Mesh compression vs mesh optimisation explained

Mesh compression and mesh optimization are distinct processes with different goals. Compression reduces file size by encoding vertex data more efficiently. Optimization reduces polygon count by redesigning topology. Both improve performance but through different mechanisms and with different tradeoffs.

Mesh compression operates on existing geometry without changing topology. It quantizes vertex positions from 32-bit floats to 16-bit or 12-bit integers. It deduplicates shared vertices and uses entropy encoding to compress index buffers. Draco compression achieves 60-80% file size reduction with no visual change. The mesh retains the same number of triangles and vertices.

Mesh optimization redesigns topology to reduce polygon count. It uses algorithms like quadric error metrics to collapse edges while preserving silhouette and surface curvature. A 100k triangle mesh might reduce to 20k triangles with minimal visual difference. This improves runtime performance by reducing vertex processing and rasterization cost.

Compression is lossless or near-lossless. Quantization introduces precision loss but remains imperceptible at typical viewing distances. A vertex position accurate to 0.001 units is sufficient for most XR applications. Decompression restores the original topology. The mesh looks identical before and after compression.

Optimization is inherently lossy. Reducing polygon count removes geometric detail. The goal is to minimize visual difference while maximizing reduction. Quadric error metrics preserve sharp edges and silhouettes but simplify flat surfaces. The result is a different mesh with fewer triangles.

Compression reduces file size and network transfer time. A 10MB GLB compresses to 2MB with Draco. This improves load times in WebXR and reduces bandwidth costs. Decompression happens once at load time. Runtime performance is identical to the uncompressed mesh because the vertex count is unchanged.

Optimization reduces runtime cost. Fewer triangles mean fewer vertex shader invocations and less rasterization work. A 100k triangle mesh at 60fps processes 6 million triangles per second. Reducing to 20k triangles cuts this to 1.2 million. This improves frame rate on GPU-limited devices like mobile VR headsets.

Compression is a deployment step. Apply it after modeling and optimization are complete. It does not affect the source mesh. You can compress and decompress without data loss (ignoring quantization precision). Use compression for all models regardless of polygon count.

Optimization is a modeling decision. It changes the mesh permanently. You cannot reverse optimization without the original high-poly source. Apply optimization when polygon count exceeds the target platform budget. For mobile AR, optimize models above 30k triangles. For desktop VR, optimize above 100k triangles.

Compression works on any mesh.

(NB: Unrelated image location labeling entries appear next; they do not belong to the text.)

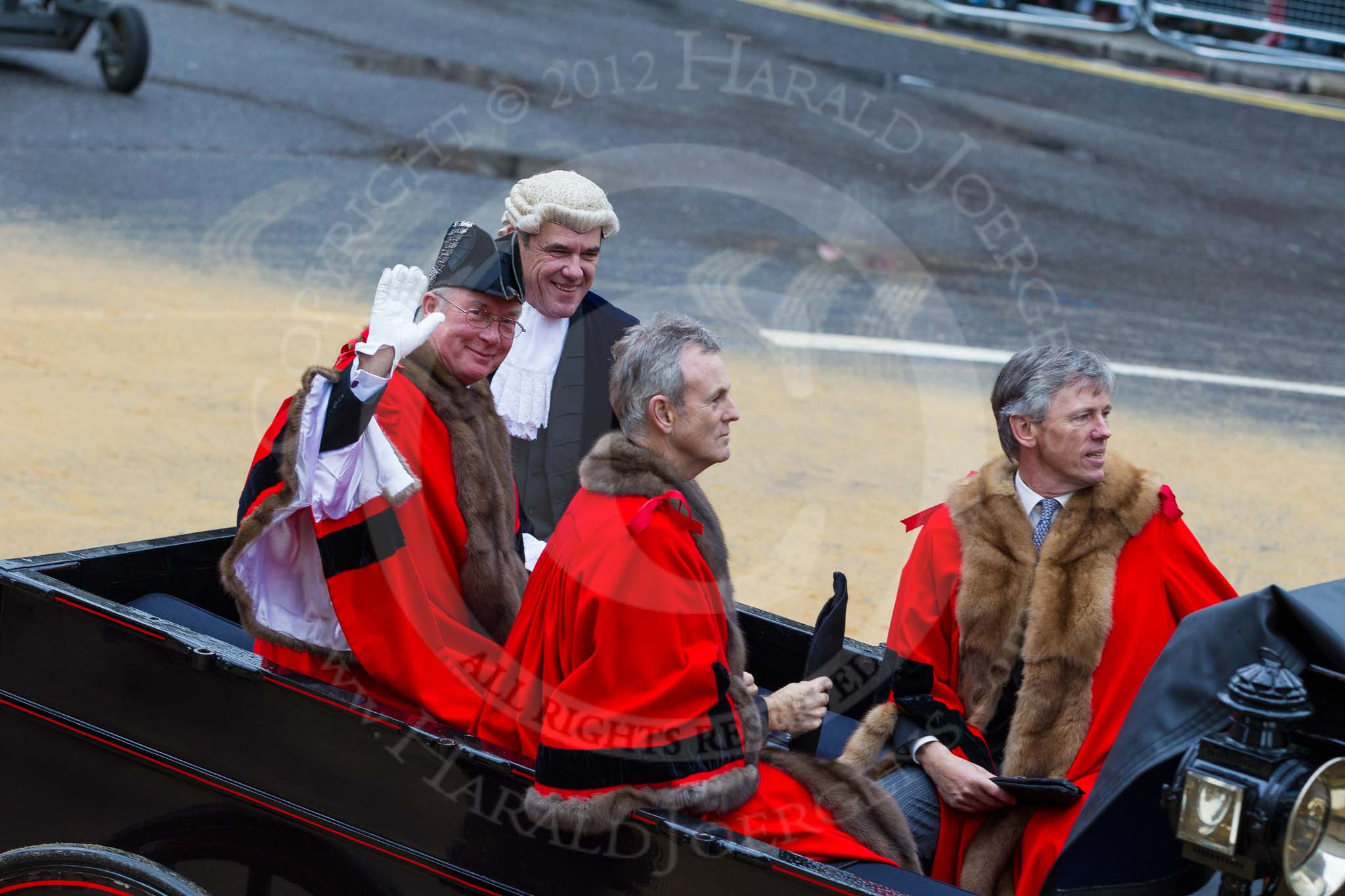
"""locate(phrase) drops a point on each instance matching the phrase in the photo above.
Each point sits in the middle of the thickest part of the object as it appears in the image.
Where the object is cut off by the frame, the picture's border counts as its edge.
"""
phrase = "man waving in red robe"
(625, 672)
(1029, 612)
(376, 540)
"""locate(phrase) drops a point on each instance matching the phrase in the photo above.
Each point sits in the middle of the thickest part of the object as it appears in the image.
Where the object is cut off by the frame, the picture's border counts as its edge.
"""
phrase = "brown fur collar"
(1055, 612)
(493, 575)
(619, 467)
(861, 807)
(604, 812)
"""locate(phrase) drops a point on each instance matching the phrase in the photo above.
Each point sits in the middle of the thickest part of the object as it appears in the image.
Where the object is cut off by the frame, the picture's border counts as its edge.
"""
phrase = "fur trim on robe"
(864, 811)
(1053, 610)
(493, 575)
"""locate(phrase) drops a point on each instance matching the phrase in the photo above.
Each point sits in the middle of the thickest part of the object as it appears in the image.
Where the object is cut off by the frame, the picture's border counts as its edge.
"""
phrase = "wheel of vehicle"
(84, 870)
(124, 49)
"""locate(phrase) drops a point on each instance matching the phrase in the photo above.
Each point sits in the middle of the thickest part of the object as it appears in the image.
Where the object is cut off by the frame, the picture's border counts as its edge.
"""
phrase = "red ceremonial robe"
(1116, 572)
(376, 547)
(622, 677)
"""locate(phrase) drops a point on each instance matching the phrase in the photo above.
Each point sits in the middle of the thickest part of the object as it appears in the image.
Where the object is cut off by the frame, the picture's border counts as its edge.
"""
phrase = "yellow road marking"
(1086, 66)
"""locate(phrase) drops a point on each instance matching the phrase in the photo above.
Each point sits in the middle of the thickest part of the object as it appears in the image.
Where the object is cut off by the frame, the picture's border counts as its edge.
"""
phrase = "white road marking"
(938, 351)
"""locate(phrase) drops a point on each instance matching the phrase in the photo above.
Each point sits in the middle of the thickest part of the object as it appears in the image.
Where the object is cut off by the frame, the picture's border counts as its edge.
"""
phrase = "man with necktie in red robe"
(1029, 612)
(625, 672)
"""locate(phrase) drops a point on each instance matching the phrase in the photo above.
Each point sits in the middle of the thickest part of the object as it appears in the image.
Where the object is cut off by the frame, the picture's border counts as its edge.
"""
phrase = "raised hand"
(391, 320)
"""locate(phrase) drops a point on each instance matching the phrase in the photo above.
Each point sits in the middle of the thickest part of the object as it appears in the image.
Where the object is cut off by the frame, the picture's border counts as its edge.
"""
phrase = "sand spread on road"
(137, 389)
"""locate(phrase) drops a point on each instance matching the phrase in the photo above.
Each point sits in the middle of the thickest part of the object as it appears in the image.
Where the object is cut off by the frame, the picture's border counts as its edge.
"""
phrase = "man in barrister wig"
(376, 543)
(1032, 606)
(625, 672)
(552, 389)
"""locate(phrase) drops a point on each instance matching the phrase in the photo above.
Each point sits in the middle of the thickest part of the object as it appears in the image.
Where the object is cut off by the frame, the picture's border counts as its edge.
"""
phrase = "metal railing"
(1308, 34)
(1097, 15)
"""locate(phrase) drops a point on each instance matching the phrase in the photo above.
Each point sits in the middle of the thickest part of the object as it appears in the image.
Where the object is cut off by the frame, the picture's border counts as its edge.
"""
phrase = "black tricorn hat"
(468, 259)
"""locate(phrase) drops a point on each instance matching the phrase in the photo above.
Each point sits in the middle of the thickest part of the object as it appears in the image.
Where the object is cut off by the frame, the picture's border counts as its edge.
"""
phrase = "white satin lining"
(282, 568)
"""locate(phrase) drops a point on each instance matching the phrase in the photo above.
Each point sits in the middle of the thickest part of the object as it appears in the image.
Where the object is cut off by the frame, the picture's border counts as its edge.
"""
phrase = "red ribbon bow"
(681, 516)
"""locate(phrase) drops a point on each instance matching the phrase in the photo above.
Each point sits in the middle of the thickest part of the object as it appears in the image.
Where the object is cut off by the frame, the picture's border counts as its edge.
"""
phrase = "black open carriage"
(127, 729)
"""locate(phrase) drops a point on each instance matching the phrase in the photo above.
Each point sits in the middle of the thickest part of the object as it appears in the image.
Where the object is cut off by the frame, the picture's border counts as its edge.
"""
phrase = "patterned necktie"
(1048, 513)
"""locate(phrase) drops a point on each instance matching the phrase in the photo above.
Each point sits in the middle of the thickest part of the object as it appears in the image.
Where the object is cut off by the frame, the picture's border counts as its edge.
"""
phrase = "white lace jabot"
(522, 385)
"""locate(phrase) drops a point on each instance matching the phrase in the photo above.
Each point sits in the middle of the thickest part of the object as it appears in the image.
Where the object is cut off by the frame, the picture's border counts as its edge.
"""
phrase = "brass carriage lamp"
(1252, 803)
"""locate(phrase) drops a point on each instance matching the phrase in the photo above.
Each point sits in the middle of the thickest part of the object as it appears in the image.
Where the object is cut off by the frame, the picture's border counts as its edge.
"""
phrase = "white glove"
(391, 320)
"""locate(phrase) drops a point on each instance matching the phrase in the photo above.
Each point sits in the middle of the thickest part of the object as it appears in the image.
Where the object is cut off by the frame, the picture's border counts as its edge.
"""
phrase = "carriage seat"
(192, 617)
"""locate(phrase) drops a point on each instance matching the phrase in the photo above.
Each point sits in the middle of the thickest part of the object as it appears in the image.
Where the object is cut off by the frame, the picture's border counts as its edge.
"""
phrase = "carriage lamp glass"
(1314, 836)
(1211, 809)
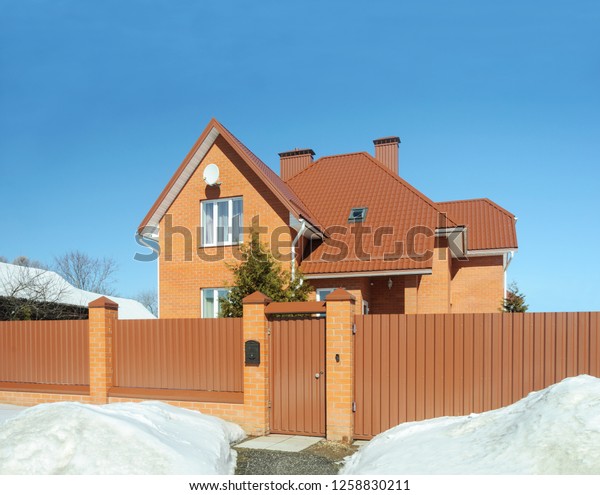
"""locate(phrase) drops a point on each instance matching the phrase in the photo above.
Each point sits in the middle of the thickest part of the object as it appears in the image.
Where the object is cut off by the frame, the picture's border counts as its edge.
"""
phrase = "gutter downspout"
(507, 259)
(294, 242)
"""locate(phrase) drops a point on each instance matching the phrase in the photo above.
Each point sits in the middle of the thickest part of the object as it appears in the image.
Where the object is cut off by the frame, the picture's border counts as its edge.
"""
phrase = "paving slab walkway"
(319, 458)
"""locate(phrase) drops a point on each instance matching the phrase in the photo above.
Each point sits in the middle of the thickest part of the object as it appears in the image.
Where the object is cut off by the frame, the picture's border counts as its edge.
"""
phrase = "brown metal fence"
(44, 352)
(414, 367)
(297, 376)
(179, 354)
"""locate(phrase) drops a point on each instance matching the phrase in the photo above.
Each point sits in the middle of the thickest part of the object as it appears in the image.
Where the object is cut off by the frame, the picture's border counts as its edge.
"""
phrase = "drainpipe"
(294, 242)
(507, 259)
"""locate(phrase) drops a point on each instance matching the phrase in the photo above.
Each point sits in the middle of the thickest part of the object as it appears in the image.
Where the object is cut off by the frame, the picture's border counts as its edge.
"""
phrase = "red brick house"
(347, 221)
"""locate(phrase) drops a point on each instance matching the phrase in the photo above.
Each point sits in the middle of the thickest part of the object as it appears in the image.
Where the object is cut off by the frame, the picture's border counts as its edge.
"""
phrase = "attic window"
(357, 215)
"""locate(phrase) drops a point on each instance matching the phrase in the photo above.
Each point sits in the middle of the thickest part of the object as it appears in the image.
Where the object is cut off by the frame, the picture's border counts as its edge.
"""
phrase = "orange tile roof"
(333, 185)
(326, 191)
(489, 226)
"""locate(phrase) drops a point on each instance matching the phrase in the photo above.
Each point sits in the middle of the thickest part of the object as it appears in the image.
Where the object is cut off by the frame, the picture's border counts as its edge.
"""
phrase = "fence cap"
(103, 302)
(340, 295)
(257, 298)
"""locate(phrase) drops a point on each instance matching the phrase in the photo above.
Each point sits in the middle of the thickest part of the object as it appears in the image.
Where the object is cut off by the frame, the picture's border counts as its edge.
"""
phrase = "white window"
(323, 293)
(221, 222)
(211, 302)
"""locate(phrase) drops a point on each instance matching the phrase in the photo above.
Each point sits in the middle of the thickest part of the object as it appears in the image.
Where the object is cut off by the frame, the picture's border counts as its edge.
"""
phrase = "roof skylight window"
(357, 215)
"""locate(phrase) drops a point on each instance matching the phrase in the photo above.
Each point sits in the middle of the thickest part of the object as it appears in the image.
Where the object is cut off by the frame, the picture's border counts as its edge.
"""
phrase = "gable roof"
(192, 160)
(489, 225)
(333, 185)
(25, 282)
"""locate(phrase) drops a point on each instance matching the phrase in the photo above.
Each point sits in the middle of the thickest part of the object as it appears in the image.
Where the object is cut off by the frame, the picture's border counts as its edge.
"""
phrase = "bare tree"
(26, 261)
(149, 299)
(87, 273)
(34, 294)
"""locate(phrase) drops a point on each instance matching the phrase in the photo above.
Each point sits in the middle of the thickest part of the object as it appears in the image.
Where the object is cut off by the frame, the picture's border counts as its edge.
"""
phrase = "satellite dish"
(211, 175)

It is effective for both high-poly and low-poly models. A 1k triangle mesh still benefits from compression because vertex data and indices compress well. Draco is most effective on meshes with regular topology and smooth surfaces.

Optimization requires sufficient initial detail. You cannot optimize a 5k triangle mesh to 1k triangles without severe quality loss. Optimization works best on over-tessellated meshes from CAD tools or photogrammetry. These often have 500k-5M triangles with redundant detail on flat surfaces.

Compression is automatic. Tools like OptimiXR compress apply Draco compression with optimal settings. No manual tuning is required. The process is deterministic and repeatable. You can compress the same mesh multiple times with identical results.

Optimization requires artistic judgment. Automated decimation algorithms make tradeoffs between polygon reduction and visual fidelity. You must review the result and adjust reduction targets. Some meshes tolerate 90% reduction. Others show artifacts at 50% reduction. Manual retopology may be necessary for hero assets.

Compression does not affect UV layouts, materials, or animations. It preserves all vertex attributes including normals, tangents, and vertex colors. Skinning weights and morph targets compress efficiently. The mesh remains compatible with existing materials and shaders.

Optimization can break UV layouts and materials. Collapsing edges changes UV coordinates. Texture seams may shift or disappear. Normal maps baked for the high-poly mesh may not align with the optimized mesh. You may need to rebake normal maps and adjust UVs after optimization.

Compression is reversible. Decompress the mesh to restore full precision vertex data. This is useful for editing or further processing. The decompressed mesh is functionally identical to the original.

Optimization is irreversible. Once you reduce polygon count, the lost detail is gone. Preserve high-poly source files before optimization. Use version control to track optimization iterations. Export optimized meshes as separate files rather than overwriting sources.

Compression and optimization are complementary. Optimize first to reduce polygon count. Then compress to reduce file size. A 100k triangle mesh optimized to 20k triangles and compressed with Draco achieves both runtime performance gains and smaller file size.

Use compression for all WebXR and mobile AR models. It is free performance with no downside. Use optimization when polygon count exceeds platform budgets or when targeting low-end devices. Combine both for maximum efficiency. OptimiXR compress handles both: it converts models to GLB, applies Draco compression, and optionally reduces texture resolution. For polygon reduction, use dedicated tools like Simplygon or Meshlab before importing to OptimiXR.